Used in Synthesis of Bioactive Compounds:
[1,2,4]triazolo[1,5-a]pyridin-7-amine is also used as a starting material for the synthesis of bioactive compounds. Its presence in the molecular structure can contribute to the overall activity and efficacy of the resulting compounds, making it a valuable asset in the development of new drugs and pharmaceuticals.
Check Digit Verification of cas no
The CAS Registry Mumber 1396312-30-3 includes 10 digits separated into 3 groups by hyphens. The first part of the number,starting from the left, has 7 digits, 1,3,9,6,3,1 and 2 respectively; the second part has 2 digits, 3 and 0 respectively.
Calculate Digit Verification of CAS Registry Number 1396312-30:
(9*1)+(8*3)+(7*9)+(6*6)+(5*3)+(4*1)+(3*2)+(2*3)+(1*0)=163
163 % 10 = 3
So 1396312-30-3 is a valid CAS Registry Number.
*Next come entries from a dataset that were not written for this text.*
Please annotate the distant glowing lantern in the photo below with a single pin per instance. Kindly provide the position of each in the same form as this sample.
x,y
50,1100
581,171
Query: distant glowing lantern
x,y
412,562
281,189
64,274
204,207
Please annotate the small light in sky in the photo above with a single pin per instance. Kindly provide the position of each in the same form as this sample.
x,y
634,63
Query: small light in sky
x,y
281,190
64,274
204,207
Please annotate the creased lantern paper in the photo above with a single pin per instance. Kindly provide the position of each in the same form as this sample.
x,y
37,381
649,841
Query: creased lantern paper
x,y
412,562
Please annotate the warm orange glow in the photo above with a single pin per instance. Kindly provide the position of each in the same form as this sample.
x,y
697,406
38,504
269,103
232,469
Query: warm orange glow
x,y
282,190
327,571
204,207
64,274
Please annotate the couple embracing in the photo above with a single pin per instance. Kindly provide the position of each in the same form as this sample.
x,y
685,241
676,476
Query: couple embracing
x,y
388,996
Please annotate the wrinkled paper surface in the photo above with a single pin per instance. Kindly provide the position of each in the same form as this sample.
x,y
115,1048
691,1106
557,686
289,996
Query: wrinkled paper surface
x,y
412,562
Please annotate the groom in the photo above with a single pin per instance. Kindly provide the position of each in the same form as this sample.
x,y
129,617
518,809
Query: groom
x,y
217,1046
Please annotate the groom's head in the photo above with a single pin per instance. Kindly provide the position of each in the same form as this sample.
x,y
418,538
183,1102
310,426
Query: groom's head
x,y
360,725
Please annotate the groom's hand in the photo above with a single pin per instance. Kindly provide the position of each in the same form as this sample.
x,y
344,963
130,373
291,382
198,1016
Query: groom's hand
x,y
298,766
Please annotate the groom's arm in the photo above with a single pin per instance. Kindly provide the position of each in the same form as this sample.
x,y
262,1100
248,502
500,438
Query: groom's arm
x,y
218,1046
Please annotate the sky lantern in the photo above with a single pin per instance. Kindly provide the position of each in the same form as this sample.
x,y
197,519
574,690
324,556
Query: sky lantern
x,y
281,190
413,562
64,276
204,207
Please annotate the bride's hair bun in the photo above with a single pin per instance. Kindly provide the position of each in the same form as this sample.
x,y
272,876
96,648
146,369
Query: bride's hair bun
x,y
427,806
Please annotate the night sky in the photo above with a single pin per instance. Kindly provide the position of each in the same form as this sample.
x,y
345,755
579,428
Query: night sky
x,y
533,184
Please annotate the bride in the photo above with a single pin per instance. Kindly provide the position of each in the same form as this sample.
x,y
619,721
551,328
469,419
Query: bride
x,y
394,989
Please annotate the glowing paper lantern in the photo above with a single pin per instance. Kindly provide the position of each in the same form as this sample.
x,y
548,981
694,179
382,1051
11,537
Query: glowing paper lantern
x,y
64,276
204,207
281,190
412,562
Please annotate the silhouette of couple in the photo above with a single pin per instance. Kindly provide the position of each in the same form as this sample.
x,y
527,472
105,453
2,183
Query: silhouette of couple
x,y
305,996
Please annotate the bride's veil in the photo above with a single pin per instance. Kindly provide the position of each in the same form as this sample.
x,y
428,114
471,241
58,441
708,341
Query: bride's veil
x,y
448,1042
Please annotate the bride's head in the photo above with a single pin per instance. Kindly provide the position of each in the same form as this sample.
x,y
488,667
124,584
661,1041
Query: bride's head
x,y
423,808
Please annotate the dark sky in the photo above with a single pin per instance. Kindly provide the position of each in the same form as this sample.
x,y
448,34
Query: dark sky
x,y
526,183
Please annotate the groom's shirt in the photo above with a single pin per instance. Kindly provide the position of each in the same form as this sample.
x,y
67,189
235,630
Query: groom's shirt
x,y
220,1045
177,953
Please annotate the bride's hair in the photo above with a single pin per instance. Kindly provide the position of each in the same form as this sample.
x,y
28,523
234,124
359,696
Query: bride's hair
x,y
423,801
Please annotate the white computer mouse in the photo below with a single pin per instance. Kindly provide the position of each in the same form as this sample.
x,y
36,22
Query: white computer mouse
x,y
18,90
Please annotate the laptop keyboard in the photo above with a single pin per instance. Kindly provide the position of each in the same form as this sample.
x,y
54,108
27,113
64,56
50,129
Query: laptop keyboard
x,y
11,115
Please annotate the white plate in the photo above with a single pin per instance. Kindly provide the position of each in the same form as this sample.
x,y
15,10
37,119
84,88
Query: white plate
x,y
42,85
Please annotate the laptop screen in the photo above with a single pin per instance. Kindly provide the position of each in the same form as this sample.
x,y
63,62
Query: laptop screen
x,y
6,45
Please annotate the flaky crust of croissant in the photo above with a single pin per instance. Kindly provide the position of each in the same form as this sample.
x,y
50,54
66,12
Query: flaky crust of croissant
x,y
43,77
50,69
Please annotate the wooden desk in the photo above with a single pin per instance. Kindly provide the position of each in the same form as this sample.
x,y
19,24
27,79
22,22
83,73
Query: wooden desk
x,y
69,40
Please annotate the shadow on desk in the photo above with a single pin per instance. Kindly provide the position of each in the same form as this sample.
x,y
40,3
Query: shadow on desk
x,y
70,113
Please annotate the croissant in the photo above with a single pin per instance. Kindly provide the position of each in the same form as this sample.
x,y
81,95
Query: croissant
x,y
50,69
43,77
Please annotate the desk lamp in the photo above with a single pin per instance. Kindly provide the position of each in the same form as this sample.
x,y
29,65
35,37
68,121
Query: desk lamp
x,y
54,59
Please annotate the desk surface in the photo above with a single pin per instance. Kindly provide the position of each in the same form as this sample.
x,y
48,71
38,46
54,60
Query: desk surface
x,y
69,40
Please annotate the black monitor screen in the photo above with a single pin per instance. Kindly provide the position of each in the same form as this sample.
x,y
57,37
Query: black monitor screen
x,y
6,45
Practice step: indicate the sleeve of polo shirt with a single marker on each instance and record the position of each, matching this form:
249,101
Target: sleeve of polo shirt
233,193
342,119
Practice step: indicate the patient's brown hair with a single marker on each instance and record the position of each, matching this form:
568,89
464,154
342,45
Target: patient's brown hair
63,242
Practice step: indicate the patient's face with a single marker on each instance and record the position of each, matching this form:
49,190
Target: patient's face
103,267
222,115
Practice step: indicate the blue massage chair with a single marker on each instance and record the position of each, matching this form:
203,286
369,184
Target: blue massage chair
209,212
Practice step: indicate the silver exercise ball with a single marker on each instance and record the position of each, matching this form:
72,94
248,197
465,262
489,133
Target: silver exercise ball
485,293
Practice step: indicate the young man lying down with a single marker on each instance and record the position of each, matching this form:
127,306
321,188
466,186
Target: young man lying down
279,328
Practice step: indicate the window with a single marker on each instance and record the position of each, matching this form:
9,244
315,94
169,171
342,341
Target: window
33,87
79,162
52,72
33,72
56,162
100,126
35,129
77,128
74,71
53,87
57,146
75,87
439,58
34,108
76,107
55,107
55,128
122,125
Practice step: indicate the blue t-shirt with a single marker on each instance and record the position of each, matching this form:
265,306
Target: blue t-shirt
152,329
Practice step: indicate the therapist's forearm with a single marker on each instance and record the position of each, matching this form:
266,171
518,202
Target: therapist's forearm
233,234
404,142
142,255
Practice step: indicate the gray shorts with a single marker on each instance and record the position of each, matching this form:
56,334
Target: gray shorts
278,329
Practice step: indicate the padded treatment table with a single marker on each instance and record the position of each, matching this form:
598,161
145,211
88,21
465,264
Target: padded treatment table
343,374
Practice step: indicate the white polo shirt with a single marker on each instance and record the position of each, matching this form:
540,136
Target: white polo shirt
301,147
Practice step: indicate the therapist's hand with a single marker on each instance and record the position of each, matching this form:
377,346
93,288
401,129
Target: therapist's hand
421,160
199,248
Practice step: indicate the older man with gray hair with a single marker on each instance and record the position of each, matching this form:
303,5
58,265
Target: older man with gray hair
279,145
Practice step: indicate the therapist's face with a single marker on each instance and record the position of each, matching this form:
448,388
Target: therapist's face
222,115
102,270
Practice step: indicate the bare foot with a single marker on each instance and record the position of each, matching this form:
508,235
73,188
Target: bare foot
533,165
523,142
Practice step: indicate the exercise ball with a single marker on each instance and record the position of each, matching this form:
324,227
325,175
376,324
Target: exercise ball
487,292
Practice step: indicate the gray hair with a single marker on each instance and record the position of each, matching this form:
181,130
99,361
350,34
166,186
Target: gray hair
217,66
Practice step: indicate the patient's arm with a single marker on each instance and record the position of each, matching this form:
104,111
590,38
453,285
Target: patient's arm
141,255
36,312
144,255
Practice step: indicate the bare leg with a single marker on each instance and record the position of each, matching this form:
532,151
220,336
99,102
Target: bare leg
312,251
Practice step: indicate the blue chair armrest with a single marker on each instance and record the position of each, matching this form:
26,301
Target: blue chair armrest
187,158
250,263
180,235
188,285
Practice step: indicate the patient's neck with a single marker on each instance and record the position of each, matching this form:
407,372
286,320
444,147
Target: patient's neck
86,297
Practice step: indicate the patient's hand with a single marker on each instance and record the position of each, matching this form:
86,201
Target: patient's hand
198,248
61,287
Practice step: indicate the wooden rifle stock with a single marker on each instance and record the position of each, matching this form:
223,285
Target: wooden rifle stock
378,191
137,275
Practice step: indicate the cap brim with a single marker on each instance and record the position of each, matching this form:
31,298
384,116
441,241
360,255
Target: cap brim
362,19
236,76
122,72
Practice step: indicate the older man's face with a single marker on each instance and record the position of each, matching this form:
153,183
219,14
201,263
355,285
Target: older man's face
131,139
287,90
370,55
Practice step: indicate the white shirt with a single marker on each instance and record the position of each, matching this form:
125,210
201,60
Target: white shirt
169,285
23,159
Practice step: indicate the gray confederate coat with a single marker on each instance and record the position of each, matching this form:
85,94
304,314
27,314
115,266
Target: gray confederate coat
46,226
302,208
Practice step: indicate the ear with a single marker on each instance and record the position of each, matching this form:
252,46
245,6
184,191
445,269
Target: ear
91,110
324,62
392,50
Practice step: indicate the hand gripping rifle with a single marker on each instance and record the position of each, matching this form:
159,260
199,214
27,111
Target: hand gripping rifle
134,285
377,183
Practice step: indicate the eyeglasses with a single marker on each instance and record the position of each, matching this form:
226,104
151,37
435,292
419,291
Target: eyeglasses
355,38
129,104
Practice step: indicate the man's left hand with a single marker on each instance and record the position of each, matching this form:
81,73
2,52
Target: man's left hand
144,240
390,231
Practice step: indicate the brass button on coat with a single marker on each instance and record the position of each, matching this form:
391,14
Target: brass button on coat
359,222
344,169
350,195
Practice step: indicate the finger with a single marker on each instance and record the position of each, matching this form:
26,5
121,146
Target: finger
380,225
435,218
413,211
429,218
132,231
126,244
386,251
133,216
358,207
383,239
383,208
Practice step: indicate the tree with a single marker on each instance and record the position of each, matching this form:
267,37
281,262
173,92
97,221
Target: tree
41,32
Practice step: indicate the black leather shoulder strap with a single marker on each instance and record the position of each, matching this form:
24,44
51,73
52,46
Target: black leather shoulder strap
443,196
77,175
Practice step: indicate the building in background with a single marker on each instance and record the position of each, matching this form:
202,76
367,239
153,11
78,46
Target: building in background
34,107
1396312-30-3Relevant articles and documents
Synthesis and biological evaluation of 4-(pyridine-4-oxy)-3-(tetrahydro-2H-pyran-4-yl)-pyrazole derivatives as novel, potent of ALK5 receptor inhibitors
Wang, Hai,Wang, Xiaowei,Wang, Zhenwei,Yu, Zhuangzhuang,Zhang, Yan,Zhao, Liwen
supporting information, (2022/02/16)
The transforming growth factor type β receptor I (TGF-β R1, also known as activin-like kinase 5 or ALK5) plays a significant role in the pathogenesis of multiple diseases such as malignant tumors and tissue fibrosis. Specific inhibition of ALK5 provides a novel method for controlling the development of cancers and fibrotic diseases. Herein, a novel series of 4-(pyridine-4-oxy)-3-(tetrahydro-2H-pyran-4-yl)-pyrazole derivatives was synthesized and identified as ALK5 inhibitors. Among them, compound 8h inhibited ALK5 autophosphorylation and NIH3T3 cell activity with IC50 values of 25 nM and 74.6 nM, respectively. Compound 8h also showed favorable pharmacokinetic profile and ameliorated hERG inhibition. More importantly, 30 mg/kg oral administration of 8h could significantly induce tumour growth inhibition in CT26 xenograft model without obvious toxicity.